Le Canada et l'Union européenne ont convenu que la valorisation du commerce ne devrait pas se faire au détriment de l'environnement. L'Accord économique et commercial global entre le Canada et l'Union européenne (AECG) affiche des préoccupations relatives à l'environnement et au droit du travail, plus que dans les accords précédents signés par le Canada tels que l'Alena. Selon l'article 25 du texte de pré-accord, les règles de l'AECG ne peuvent empêcher les gouvernements de maintenir ou d'appliquer des mesures nécessaires à la protection de la santé ainsi que de la vie des personnes et des animaux et la préservation des végétaux. Le chapitre sur l'environnement reconnaît le droit des Etats de réglementer selon leurs propres priorités, tout en encourageant de hauts niveaux de protection environnementale et le droit au respect des accords multilatéraux d'environnement. Les parties s'engagent à gérer de manière durable le commerce des produits forestiers et de la pêche. Le commerce des biens et services environnementaux est encouragé par la réduction des obstacles tarifaires et non tarifaires. "L'AECG crée des occasions de coopération liées à des sujets d'intérêt commun, tels que les changements climatiques, les biens et services environnementaux, l'utilisation durable de la biodiversité, le cycle de vie des produits, les relations entre le commerce et l'environnement", se félicite le ministère québécois de l'Economie et du Commerce extérieur.
Un mécanisme de règlement des différends ambigu
Mais en cas de litige persistant, les parties sont renvoyées à un autre volet du texte, le chapitre X sur les investissements. Traduit par le blog ContrelaCour, ce chapitre rappelle les obligations des Parties en matière de non-limitation de l'accès à leur marché respectif. On y trouve, parmi les exceptions consenties, les mesures visant à assurer la conservation et la protection des ressources naturelles et de l'environnement, y compris les limitations sur la disponibilité, le nombre et la portée des concessions accordées, et l'imposition d'un moratoire ou une interdiction. Cela impliquerait-il que, contrairement au régime de l'Alena, une société telle que Lone Pine Resources ne pourrait plus exercer de poursuites contre le moratoire du Québec sur la fracturation hydraulique et l'exploitation des gaz de schiste ?

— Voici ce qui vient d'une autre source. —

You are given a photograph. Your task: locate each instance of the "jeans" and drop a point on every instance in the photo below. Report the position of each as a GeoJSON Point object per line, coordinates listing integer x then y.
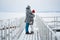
{"type": "Point", "coordinates": [27, 26]}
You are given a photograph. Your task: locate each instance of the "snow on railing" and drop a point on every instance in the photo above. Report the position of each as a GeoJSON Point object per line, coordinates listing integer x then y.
{"type": "Point", "coordinates": [46, 32]}
{"type": "Point", "coordinates": [10, 29]}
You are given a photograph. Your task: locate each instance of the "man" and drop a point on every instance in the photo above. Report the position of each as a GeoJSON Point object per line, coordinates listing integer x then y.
{"type": "Point", "coordinates": [29, 19]}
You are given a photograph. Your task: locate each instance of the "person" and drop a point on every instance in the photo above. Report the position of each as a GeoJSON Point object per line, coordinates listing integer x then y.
{"type": "Point", "coordinates": [29, 19]}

Là réside une ambiguïté. Selon la clause du traitement de la nation la plus favorisée, chacune des parties doit accorder aux investisseurs un traitement "non moins favorable" que celui accordé à un ressortissant d'un Etat tiers, y compris dans le cadre d'un autre traité dont les parties seraient par ailleurs contractantes, et qui présenterait plus d'avantages et de flexibilités, souligne une note du réseau Seattle to Brussels. Selon le Conseil des Canadiens, "l'article de 25 pages sur les relations investisseur/Etat semble être un classique dans le domaine du règlement des litiges entre investisseurs et Etats – un simple comité de trois personnes chargé de prendre des décisions se substituant à un système judiciaire ayant fait ses preuves. Cela ne suffira probablement pas à apaiser l'Allemagne", poursuivie par l'entreprise suédoise Vattenfall après avoir renoncé à l'industrie nucléaire suite à l'accident nucléaire de Fukushima et opposée à l'introduction d'un tel régime de règlement des différends au sein du traité euro-canadien.